In Table 1, we examine the classifier accuracy of the adversarial images, clean images, and the DIP reconstructed images. We reconstructed also the clean images with the DIP and measured the accuracy to verify that the reconstructed images show the same classification result as the clean ones. The classification accuracy result of original clean images before applying the DIP is about 95%, while the classification accuracy for the adversarial images has dropped down to 1%. After applying the DIP based denoising to the adversarial image, the classification accuracy recovers up to 87%, showing that the DIP defends the adversarial examples.

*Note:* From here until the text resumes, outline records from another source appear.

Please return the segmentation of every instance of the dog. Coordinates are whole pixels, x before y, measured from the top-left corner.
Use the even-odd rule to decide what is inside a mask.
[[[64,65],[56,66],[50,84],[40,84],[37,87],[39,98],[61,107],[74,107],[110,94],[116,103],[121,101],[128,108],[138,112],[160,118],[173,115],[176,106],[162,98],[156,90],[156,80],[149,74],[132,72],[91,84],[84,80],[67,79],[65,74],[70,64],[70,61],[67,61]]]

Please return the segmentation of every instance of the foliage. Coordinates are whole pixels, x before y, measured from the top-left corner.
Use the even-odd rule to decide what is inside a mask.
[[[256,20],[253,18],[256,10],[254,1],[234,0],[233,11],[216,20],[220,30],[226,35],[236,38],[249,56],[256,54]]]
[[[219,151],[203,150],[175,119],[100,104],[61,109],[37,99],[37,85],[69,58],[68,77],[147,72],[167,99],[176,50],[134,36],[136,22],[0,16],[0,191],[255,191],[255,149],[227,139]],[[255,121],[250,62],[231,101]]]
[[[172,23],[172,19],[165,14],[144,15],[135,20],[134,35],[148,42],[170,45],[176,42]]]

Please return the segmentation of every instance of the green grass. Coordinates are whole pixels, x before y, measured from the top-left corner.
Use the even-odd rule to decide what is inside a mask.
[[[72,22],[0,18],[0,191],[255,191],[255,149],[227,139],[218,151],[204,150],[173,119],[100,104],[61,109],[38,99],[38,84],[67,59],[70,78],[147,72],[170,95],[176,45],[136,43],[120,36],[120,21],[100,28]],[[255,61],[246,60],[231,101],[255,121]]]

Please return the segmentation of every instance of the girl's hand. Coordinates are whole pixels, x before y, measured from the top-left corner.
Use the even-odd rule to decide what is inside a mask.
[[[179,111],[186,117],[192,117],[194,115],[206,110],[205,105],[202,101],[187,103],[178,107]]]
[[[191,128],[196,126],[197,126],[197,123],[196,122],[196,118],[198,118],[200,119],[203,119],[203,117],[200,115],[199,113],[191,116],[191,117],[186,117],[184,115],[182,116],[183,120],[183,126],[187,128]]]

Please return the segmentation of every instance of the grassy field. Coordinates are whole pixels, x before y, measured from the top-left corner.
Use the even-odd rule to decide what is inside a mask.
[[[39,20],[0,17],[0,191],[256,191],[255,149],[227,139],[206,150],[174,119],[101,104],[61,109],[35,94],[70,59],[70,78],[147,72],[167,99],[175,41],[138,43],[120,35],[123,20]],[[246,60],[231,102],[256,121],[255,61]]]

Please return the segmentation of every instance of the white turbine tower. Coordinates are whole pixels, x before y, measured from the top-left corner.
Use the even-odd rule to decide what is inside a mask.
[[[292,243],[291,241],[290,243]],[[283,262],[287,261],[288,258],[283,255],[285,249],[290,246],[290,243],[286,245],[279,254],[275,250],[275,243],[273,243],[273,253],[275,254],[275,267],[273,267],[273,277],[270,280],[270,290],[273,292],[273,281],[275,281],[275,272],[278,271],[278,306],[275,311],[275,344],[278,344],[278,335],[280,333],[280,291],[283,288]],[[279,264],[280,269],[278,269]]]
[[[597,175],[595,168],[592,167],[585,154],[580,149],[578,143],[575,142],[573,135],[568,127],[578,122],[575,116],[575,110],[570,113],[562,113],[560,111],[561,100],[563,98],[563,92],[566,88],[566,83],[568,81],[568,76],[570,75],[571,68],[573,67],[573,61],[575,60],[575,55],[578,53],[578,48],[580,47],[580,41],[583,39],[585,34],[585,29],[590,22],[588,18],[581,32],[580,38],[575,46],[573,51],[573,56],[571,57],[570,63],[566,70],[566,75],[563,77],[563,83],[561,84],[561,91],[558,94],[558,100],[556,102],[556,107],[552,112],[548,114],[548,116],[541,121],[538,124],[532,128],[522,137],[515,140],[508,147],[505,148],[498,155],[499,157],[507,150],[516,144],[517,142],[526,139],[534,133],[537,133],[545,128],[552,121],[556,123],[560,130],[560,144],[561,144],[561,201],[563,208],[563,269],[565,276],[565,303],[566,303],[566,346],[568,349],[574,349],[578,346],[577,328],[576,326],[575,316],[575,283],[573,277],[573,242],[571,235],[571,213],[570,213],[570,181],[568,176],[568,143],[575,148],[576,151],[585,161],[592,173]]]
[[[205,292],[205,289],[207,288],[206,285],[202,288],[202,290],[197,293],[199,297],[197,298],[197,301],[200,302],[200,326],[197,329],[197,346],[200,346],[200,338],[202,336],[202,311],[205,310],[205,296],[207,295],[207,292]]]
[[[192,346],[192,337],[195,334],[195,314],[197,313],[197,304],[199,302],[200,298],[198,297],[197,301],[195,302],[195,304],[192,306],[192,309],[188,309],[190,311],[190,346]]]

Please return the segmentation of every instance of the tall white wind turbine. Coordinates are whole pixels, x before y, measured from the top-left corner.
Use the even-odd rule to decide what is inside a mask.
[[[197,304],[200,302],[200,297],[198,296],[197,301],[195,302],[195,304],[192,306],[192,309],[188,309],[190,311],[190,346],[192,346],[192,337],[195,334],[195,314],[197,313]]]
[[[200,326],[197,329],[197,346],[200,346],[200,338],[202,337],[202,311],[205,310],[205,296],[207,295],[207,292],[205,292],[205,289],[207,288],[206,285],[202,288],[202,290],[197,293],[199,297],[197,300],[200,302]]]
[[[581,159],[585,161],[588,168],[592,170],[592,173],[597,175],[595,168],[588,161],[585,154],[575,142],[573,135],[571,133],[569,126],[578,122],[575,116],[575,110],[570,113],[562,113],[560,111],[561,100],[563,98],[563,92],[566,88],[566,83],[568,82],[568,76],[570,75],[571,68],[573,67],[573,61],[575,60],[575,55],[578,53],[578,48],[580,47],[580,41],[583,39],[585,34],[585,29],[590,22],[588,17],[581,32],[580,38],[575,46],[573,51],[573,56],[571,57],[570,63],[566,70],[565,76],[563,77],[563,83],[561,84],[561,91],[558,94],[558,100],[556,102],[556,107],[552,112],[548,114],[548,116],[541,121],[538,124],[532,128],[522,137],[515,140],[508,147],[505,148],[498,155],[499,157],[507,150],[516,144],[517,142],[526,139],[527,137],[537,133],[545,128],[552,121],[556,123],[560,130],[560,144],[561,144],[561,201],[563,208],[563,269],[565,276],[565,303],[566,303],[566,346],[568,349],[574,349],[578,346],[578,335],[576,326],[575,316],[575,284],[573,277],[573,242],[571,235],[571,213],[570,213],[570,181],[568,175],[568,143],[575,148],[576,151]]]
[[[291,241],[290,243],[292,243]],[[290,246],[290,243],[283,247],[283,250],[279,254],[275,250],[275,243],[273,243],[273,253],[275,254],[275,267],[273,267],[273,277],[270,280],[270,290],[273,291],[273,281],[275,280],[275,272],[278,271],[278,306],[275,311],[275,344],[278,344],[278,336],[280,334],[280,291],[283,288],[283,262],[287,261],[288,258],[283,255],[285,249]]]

Table 1 Accuracy results (%) of the CNN classifier (Inception-V3) before/after applying the DIP

5 Conclusion

We proposed the use of the deep image prior network to remove and detect the adversarial noise embedded in the image. The deep image prior network makes it possible to denoise the adversarial noise using only the adversarial noisy image. One major drawback of the proposed method is that the training of the deep image prior network has to be done for every incoming image. However, the number of iterations in the training is small enough to make it work in real time when combined with multi-core GPU systems. Issues on how to accelerate the speed of the proposed defense system are topics for further study.